2. We propose a model for restricting the set of allowed merge operations. Although Google Scholar allows merges be-tween arbitrary articles, such a restriction is well motivated: An insincere author may try to merge only similar articles in order to conceal the manipulation.

3. We consider the variant of H-index manipulation in which only a limited number of merges may be applied in order to achieve a desired H-index. This is again motivated by the fact that an insincere author may try to conceal the manipulation by performing only few changes to her or his own profile.

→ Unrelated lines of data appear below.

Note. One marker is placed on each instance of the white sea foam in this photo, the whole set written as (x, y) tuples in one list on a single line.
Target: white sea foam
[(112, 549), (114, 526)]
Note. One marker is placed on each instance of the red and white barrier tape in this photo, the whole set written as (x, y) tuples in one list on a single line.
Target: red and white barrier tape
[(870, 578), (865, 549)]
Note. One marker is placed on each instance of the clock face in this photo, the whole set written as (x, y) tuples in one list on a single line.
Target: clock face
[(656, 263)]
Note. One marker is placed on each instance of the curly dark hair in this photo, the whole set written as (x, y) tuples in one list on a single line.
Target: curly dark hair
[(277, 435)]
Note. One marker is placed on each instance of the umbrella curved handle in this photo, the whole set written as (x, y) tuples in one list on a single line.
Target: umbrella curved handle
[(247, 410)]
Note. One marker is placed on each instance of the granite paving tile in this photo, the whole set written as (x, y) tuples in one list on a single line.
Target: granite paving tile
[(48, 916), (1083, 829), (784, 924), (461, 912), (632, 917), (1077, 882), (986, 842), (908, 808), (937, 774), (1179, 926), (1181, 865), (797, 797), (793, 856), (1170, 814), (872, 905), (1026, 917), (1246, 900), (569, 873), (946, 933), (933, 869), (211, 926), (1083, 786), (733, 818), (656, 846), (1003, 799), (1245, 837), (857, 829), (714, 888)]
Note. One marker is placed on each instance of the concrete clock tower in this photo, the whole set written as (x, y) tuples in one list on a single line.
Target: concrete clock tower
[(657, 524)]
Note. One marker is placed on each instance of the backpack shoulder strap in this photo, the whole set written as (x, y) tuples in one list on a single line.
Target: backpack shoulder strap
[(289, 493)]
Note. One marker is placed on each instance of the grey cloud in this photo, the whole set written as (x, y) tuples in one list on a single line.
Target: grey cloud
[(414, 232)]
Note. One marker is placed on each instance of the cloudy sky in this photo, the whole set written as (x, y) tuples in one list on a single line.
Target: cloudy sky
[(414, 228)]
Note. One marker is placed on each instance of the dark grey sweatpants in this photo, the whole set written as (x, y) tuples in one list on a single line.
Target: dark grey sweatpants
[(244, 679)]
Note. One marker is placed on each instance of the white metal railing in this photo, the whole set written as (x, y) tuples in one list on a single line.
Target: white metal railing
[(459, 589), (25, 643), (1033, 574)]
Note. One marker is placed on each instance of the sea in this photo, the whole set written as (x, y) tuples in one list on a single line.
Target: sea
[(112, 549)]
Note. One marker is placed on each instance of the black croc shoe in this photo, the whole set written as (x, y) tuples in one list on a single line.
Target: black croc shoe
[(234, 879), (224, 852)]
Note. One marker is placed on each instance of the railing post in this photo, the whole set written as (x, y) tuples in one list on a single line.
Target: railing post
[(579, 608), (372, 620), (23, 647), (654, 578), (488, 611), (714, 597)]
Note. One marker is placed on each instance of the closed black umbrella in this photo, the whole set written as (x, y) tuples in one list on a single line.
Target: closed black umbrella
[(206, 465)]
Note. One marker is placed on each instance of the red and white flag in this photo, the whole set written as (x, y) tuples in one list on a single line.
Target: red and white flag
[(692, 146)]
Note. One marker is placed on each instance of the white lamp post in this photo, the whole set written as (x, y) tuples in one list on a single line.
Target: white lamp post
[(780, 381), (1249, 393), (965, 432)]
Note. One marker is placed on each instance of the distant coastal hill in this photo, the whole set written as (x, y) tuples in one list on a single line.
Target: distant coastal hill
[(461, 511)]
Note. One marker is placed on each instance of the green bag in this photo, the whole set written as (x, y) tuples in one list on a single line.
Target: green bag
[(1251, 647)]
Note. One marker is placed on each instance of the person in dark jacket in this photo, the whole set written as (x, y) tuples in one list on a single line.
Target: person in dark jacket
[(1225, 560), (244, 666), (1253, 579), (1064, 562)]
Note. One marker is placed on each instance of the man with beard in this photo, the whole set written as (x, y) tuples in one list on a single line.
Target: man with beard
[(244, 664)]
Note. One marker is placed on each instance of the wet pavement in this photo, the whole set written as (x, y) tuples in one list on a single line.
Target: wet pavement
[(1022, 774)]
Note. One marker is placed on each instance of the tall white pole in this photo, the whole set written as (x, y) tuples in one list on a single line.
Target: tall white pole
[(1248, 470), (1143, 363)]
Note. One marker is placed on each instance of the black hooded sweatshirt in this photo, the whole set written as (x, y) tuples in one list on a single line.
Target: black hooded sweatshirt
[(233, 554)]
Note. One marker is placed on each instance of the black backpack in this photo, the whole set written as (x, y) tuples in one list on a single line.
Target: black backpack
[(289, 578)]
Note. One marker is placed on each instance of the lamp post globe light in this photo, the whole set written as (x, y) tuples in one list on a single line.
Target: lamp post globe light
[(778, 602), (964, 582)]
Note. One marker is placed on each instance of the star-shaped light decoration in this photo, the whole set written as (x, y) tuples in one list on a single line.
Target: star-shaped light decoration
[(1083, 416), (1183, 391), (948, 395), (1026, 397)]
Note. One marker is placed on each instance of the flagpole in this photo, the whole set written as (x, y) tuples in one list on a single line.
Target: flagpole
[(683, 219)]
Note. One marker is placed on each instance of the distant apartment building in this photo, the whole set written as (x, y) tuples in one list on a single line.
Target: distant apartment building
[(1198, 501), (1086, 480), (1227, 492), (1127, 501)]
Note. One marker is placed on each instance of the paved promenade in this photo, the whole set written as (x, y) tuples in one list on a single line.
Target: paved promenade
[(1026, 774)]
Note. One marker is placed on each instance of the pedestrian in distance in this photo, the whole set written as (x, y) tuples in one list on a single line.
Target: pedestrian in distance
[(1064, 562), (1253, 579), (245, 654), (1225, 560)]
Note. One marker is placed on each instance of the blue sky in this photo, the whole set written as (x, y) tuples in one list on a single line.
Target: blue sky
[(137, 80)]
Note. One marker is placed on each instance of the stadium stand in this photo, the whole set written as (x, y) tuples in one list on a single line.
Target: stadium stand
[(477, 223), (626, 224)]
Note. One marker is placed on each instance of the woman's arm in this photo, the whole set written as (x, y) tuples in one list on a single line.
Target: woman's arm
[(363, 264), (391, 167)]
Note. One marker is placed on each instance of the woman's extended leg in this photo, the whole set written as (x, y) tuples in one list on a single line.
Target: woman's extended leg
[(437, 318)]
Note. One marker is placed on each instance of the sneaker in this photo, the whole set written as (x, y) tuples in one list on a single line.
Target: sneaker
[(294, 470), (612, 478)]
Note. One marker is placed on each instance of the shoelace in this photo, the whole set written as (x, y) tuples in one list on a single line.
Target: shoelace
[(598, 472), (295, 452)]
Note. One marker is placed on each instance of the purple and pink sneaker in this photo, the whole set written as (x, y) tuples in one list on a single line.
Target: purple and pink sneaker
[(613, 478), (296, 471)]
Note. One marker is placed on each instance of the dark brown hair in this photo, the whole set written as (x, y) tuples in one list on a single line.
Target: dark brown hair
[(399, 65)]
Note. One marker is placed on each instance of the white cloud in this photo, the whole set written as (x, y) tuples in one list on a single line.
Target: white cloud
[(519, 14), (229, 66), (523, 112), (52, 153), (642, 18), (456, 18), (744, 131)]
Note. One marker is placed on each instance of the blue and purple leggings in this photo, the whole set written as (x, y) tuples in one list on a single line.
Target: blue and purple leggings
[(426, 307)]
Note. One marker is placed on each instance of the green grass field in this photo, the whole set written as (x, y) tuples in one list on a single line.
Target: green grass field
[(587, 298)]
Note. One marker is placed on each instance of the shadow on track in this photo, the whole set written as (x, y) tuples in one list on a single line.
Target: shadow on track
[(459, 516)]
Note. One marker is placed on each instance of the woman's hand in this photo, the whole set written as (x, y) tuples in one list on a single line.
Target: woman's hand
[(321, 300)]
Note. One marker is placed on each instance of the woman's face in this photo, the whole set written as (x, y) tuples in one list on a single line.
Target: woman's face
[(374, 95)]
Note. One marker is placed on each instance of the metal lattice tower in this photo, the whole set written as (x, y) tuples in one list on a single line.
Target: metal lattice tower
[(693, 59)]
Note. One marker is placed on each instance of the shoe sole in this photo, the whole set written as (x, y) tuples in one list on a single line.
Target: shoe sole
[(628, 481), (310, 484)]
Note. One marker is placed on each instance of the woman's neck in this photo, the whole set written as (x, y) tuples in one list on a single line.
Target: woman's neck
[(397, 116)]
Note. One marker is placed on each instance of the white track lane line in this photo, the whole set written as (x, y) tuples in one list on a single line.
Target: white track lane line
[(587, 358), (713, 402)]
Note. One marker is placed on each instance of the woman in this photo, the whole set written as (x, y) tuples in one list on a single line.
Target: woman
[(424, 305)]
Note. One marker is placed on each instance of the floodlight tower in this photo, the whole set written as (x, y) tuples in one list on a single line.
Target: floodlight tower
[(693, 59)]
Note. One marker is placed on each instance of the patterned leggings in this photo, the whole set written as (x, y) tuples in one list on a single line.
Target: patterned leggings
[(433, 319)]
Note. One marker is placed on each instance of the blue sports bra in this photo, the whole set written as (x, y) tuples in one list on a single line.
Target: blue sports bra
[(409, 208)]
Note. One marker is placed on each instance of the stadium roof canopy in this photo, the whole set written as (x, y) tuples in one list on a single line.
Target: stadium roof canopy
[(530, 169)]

4. We analyze each problem variant presented here within the framework of parameterized computational complexity. That is, we identify parametersp—properties of the input measured in integers—and aim to design fixed-parameter algorithms, which have running timef(p) ·nO(1)for a computable functionfindependent of the input sizen. In some cases, this allows us to give efficient algorithms for realistic problem instances despite the NP-hardness of the problems in general. We also show parameters that presumably cannot lead to fixed-parameter algorithms by showing some problem variants to be W[1]-hardfor these parameters.

5. We evaluate our theoretical findings by performing experiments with real-world data based on the publication profiles of AIresearchers. In particular, we use profiles of some young and up-and-coming researchers from the 2011 and 2013 editions of the IEEE “AI’s 10 to watch” list.